The Greenhouse Effect

SCOTUSblog has a podcast interview with Linda Greenhouse, the New York Times Supreme Court reporter. Attorney Tom Goldstein spends about 15 minutes with her, discussing a variety of Court related issues. Much of the focus is on Justice Harry Blackmun. Greenhouse wrote a biography about the former Justice after being given special access to his papers by Blackmun himself.
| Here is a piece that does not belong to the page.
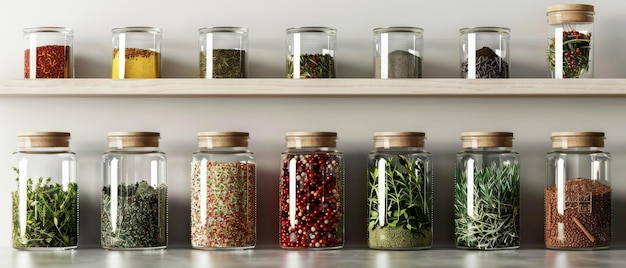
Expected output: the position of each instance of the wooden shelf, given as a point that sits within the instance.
(166, 87)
Goldstein asked Greenhouse about Blackmun as an example of a Justice who changed while on the Court. And he most certainly did, probably most drastically in his views on the death penalty. Why was he susceptible to change? He was from outside the Beltway. Blackmun wasn't a Washington lawyer; he was a Midwestern lawyer. When he was nominated to the Court, the move opened him up to new influences (the DC social circuit, public opinion, Linda Greenhouse). Greenhouse has doubts that Roberts and Alito will succumb to those influences, based on their experience with DC legal culture. I have to agree with her on that. I don't think that either of them care very much whether or not their opinions are praised in the pages of the New York Times. They're not Anthony Kennedy.
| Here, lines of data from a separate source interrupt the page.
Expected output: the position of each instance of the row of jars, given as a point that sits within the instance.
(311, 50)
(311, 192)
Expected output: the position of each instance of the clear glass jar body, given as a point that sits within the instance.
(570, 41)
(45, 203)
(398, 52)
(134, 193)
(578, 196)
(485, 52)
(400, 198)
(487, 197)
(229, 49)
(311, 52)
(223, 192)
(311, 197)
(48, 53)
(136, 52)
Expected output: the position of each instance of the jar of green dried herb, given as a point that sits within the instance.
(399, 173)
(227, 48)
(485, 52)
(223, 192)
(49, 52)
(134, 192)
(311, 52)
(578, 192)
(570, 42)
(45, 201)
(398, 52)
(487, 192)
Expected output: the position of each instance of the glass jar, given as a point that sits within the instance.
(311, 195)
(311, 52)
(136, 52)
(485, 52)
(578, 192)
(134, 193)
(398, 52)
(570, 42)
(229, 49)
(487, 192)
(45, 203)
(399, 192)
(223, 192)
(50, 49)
Greenhouse recently made a speech at Harvard that got a bit of attention for some political remarks. Howard Kurtz has the story at the bottom of the page...
Tom Kunkel, dean of the University of Maryland's journalism school, calls Greenhouse's remarks "ill-advised," saying that while she can "still report objectively on contentious issues before the Supreme Court, the average person can reasonably ask, how can that not color her stories?" But former Times ombudsman Daniel Okrent says it is impossible "to find any trace of her views in her work."
That's news to me. Greenhouse hasn't been shy about her views in the past. Ramesh Ponnuru provides a memory refresher...
In the spring of 1989, as the Supreme Court considered the Webster case. . . supporters of abortion rights staged a big march in Washington, D.C. Many reporters were there, of course. But not all of them were there to cover it. Several journalists from prominent newspapers were there as marchers. Linda Greenhouse, who has long covered the Supreme Court for the New York Times, was one of them.
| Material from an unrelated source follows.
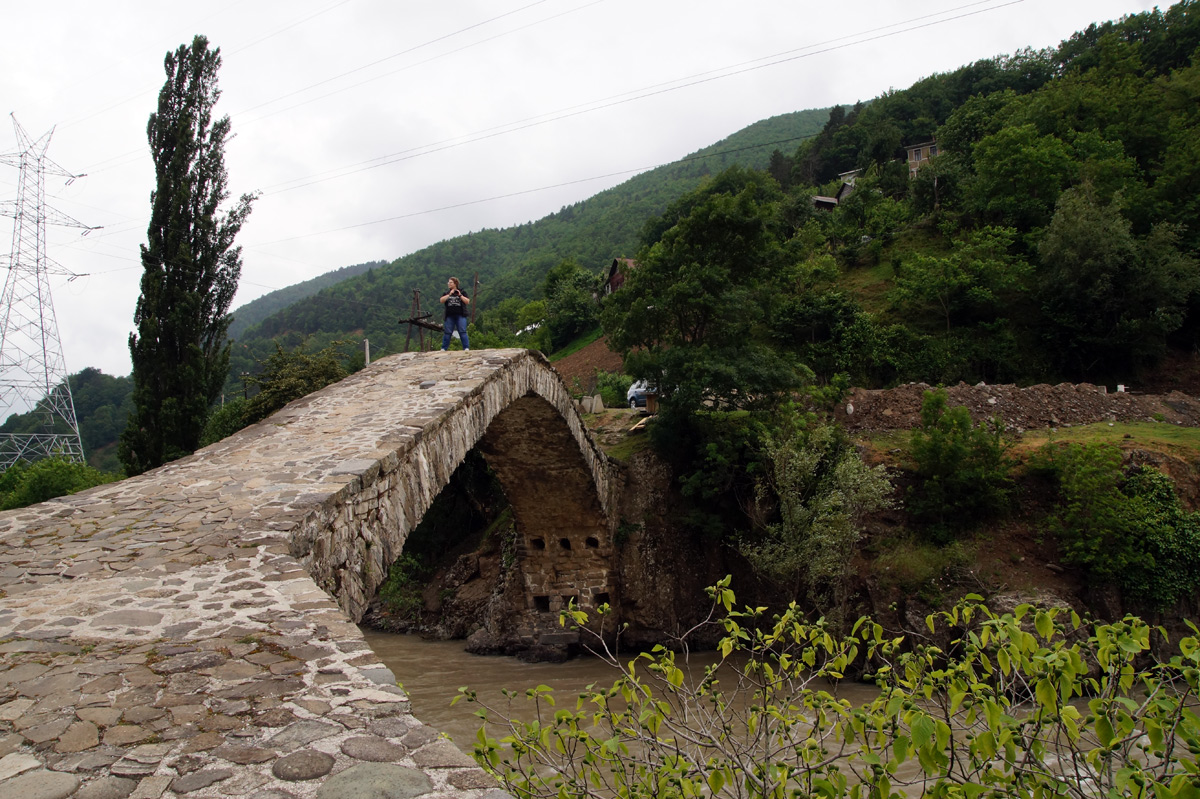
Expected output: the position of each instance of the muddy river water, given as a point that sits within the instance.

The journalists' participation in the rally became controversial. The editors of the Times said that Greenhouse should not have marched. Other reporters tut-tutted her for bringing her objectivity into question. The dispute was somewhat otherworldly. No well-informed observer has ever thought that Greenhouse, or the Times, was unbiased, before or since the march. Conservatives even coined the phrase "the Greenhouse effect" to refer to the possibility that Supreme Court justices move left to get better coverage from her and like-minded scribes.

Greenhouse spent the second half of 1992 praising Casey in the Times as a "tightly reasoned" decision by "centrist" justices. She has described the dissenters-Scalia, Thomas, and Rehnquist-—as "the Court's far right." She has written that Roe has "taken on a life of its own, evolving into something . . . in tune with the ideals of the American mainstream." And she has written an admiring biography of Harry Blackmun.
I want to focus on the last paragraph, since I think the first two speak for themselves. Calling Casey tightly reasoned is a little puzzling to me. Any opinion that talks about "the right to define one's own concept of existence, of meaning, of the universe, and of the mystery of human life"” seems to have its head a bit too far in the clouds for my tastes. Also, I would love to get a copy of this article. I wonder if Greenhouse described the fourth dissenter, Justice Byron White, as part of "the Court's far right." If not, I wonder if she considered White, the Kennedy appointee and lifelong Democrat, to be as outside of the mainstream as Rehnquist, Scalia, and Thomas.

As I have mentioned before on here, I only read Greenhouse's work when there was an oral argument for a case that interested me. That's how I found out what the Justices asked, how the lawyers responded, and all of that other information used to read the tea leaves to project a vote. With the new same-day transcripts, I can bid Linda Greenhouse good bye. Somehow, I will manage without her.